Fonte: O GloboAutora: Andrea Ramal

 

Além da situação de miséria extrema, que faz com que milhões de venezuelanos deixem o país até mesmo a pé, enfrentando as piores condições migratórias, a Venezuela padece de mais um mal: o de ter seu sistema educacional desmoronando.

O relato de professores venezuelanos é dramático: diariamente, 70% dos estudantes não comparecem à escola. A falta de luz e de água, a falta de merenda e de transporte deixam milhares de salas de aula vazias.

Em torno de 50% dos professores também são obrigados a faltar ao trabalho todos os dias, porque não têm dinheiro para o transporte ou porque faltam alimentos em suas casas. Muitas crianças já abandonaram os estudos. “Quem pode aprender passando fome?”, desabafa um professor venezuelano no site do jornal “El Nacional” — veículo cuja versão impressa deixou de circular no fim de 2018 devido à pressão do governo.

No entanto, Nicolás Maduro mantém o discurso de que, na Venezuela, a educação é prioridade. Ele comemora ter praticamente zerado o analfabetismo e aumentado a escolaridade. Reafirma que a educação venezuelana está entre as melhores do mundo.

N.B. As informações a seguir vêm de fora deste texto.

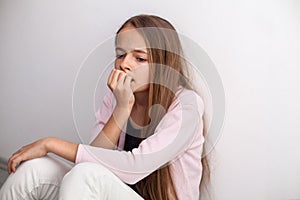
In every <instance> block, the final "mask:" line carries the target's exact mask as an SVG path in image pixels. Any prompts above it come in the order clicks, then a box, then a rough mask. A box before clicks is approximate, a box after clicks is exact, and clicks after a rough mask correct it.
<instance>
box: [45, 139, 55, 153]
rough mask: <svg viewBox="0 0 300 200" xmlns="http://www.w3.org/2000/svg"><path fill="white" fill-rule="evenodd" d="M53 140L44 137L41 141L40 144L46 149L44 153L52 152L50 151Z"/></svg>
mask: <svg viewBox="0 0 300 200" xmlns="http://www.w3.org/2000/svg"><path fill="white" fill-rule="evenodd" d="M54 140H55V138H54V137H46V138H44V139H42V142H43V144H44V147H45V149H46V151H47V152H48V153H49V152H52V151H51V147H52V143H53V141H54Z"/></svg>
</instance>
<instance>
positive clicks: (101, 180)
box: [63, 162, 112, 183]
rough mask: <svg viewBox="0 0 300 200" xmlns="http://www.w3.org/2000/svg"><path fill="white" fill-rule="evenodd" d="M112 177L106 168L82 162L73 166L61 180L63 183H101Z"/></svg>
mask: <svg viewBox="0 0 300 200" xmlns="http://www.w3.org/2000/svg"><path fill="white" fill-rule="evenodd" d="M110 175H112V172H110V171H109V170H108V169H107V168H105V167H104V166H102V165H100V164H96V163H90V162H84V163H79V164H77V165H75V166H74V167H73V168H72V169H71V170H70V171H69V172H68V173H67V174H66V175H65V176H64V178H63V182H66V181H67V182H68V183H71V182H74V183H75V182H77V181H80V182H85V183H88V182H103V181H105V179H106V177H108V176H110Z"/></svg>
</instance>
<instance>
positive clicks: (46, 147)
mask: <svg viewBox="0 0 300 200" xmlns="http://www.w3.org/2000/svg"><path fill="white" fill-rule="evenodd" d="M46 141H47V142H46V149H47V152H51V153H54V154H56V155H58V156H60V157H62V158H65V159H67V160H69V161H71V162H74V163H75V160H76V154H77V149H78V144H76V143H73V142H68V141H65V140H62V139H59V138H55V137H49V138H46Z"/></svg>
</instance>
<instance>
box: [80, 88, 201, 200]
mask: <svg viewBox="0 0 300 200" xmlns="http://www.w3.org/2000/svg"><path fill="white" fill-rule="evenodd" d="M114 106H115V99H114V96H113V94H112V93H111V92H109V93H107V94H106V95H105V97H104V99H103V104H102V105H101V106H100V109H98V110H97V112H96V123H95V125H94V127H93V131H92V138H91V141H93V140H94V138H95V137H96V136H97V135H98V134H99V133H100V131H101V130H102V128H103V126H104V125H105V123H106V122H107V121H108V119H109V117H110V116H111V114H112V112H113V109H114ZM203 112H204V104H203V101H202V99H201V97H200V96H199V95H198V94H197V93H195V92H194V91H191V90H187V89H183V88H180V89H179V90H178V91H177V92H176V98H175V99H174V101H173V103H172V104H171V106H170V107H169V109H168V111H167V113H166V114H165V116H164V117H163V119H162V120H161V122H160V123H159V124H158V126H157V127H156V129H155V132H154V134H153V135H151V136H150V137H148V138H147V139H145V140H143V141H142V142H141V143H140V145H139V146H138V148H134V149H132V151H131V152H127V151H122V149H123V147H124V142H125V141H124V140H125V132H124V131H122V133H121V135H120V138H119V143H118V148H119V150H111V149H104V148H99V147H93V146H90V145H84V144H80V145H79V147H78V151H77V155H76V161H75V163H81V162H95V163H99V164H102V165H104V166H106V167H107V168H108V169H110V170H111V171H112V172H113V173H114V174H115V175H116V176H117V177H119V178H120V179H121V180H122V181H123V182H125V183H128V184H134V183H136V182H138V181H140V180H141V179H143V178H145V177H146V176H148V175H150V174H151V173H152V172H153V171H155V170H156V169H158V168H159V167H161V166H164V165H166V164H170V165H171V176H172V179H173V182H174V185H175V189H176V191H177V195H178V198H179V199H180V200H181V199H183V200H187V199H199V184H200V180H201V175H202V165H201V154H202V148H203V142H204V137H203V121H202V116H203ZM123 130H126V127H124V129H123Z"/></svg>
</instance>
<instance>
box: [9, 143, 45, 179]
mask: <svg viewBox="0 0 300 200" xmlns="http://www.w3.org/2000/svg"><path fill="white" fill-rule="evenodd" d="M46 142H47V138H44V139H40V140H37V141H36V142H33V143H31V144H28V145H26V146H23V147H22V148H21V149H19V150H18V151H16V152H15V153H14V154H13V155H12V156H11V157H10V158H9V160H8V164H7V170H8V173H9V174H10V173H11V172H16V168H17V165H19V164H20V163H21V162H22V161H26V160H30V159H33V158H39V157H43V156H45V155H46V154H47V153H48V150H47V148H46Z"/></svg>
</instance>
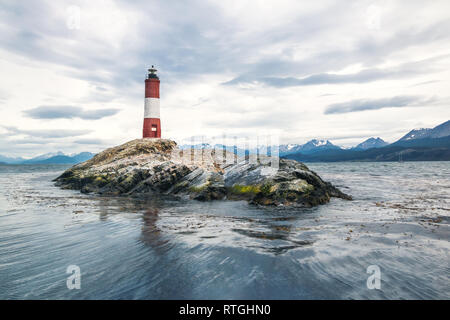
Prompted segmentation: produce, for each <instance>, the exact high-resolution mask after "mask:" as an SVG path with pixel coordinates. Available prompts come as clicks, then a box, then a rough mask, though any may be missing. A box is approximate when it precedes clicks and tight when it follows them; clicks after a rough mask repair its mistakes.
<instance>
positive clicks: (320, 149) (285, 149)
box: [280, 139, 341, 156]
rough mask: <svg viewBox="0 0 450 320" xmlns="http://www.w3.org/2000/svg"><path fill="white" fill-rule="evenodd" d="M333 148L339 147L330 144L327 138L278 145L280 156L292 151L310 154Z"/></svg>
mask: <svg viewBox="0 0 450 320" xmlns="http://www.w3.org/2000/svg"><path fill="white" fill-rule="evenodd" d="M333 149H334V150H338V149H341V148H340V147H338V146H336V145H334V144H332V143H331V142H330V141H329V140H318V139H313V140H310V141H308V142H307V143H305V144H287V145H280V156H284V155H288V154H294V153H303V154H310V153H314V152H317V151H323V150H333Z"/></svg>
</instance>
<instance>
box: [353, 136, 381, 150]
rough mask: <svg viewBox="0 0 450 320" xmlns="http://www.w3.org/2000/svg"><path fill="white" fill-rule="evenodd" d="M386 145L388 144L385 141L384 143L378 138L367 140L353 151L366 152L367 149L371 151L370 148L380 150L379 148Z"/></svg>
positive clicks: (380, 138) (369, 139)
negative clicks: (355, 150)
mask: <svg viewBox="0 0 450 320" xmlns="http://www.w3.org/2000/svg"><path fill="white" fill-rule="evenodd" d="M387 145H388V143H387V142H386V141H384V140H383V139H381V138H380V137H378V138H369V139H367V140H365V141H363V142H361V143H360V144H358V145H357V146H356V147H355V148H354V149H355V150H367V149H372V148H381V147H384V146H387Z"/></svg>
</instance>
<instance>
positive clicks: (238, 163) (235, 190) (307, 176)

Seria possível checar estas afirmações analisando o desempenho dos estudantes venezuelanos no Pisa — o exame internacional de medição de competências dos estudantes. No entanto, a Venezuela é um dos poucos da América Latina que não participam deste programa da OCDE.

O governo de Maduro segue uma linha de pensadores que considera o Pisa uma invenção do neoliberalismo e que defende não ser possível comparar estudantes de países diferentes com provas de Matemática, Ciências e Linguagem.

Todos concordamos que a educação é muito mais do que isso e que os sistemas educativos devem ser avaliados também a partir de vários outros critérios, que envolvem desde a formação cidadã até o contexto histórico-social em que o ensino acontece. Mas a prova Pisa é um indicador relevante, porque mede as competências mais básicas, para ajudar a identificar lacunas e fornecer elementos para políticas educacionais. A aplicação de avaliações de qualidade, seja o Pisa ou outro exame análogo, deveria ser entendida como direito de todo estudante.

A Colômbia, por exemplo, bem ao lado da Venezuela, fez uma ampla reforma baseada justamente em avaliações da qualidade, que derivaram num programa de investimento na melhoria do ensino e no direcionamento específico para a correção de problemas nas escolas com desempenho insatisfatório. O resultado é notável: a Colômbia já aumentou a pontuação no Pisa, ficando inclusive acima do Brasil. As provas na educação são como os exames na medicina: fornecem dados fundamentais para prevenir, agir e curar. Porém, para isso, é preciso se expor — o que nem todos têm vontade de fazer.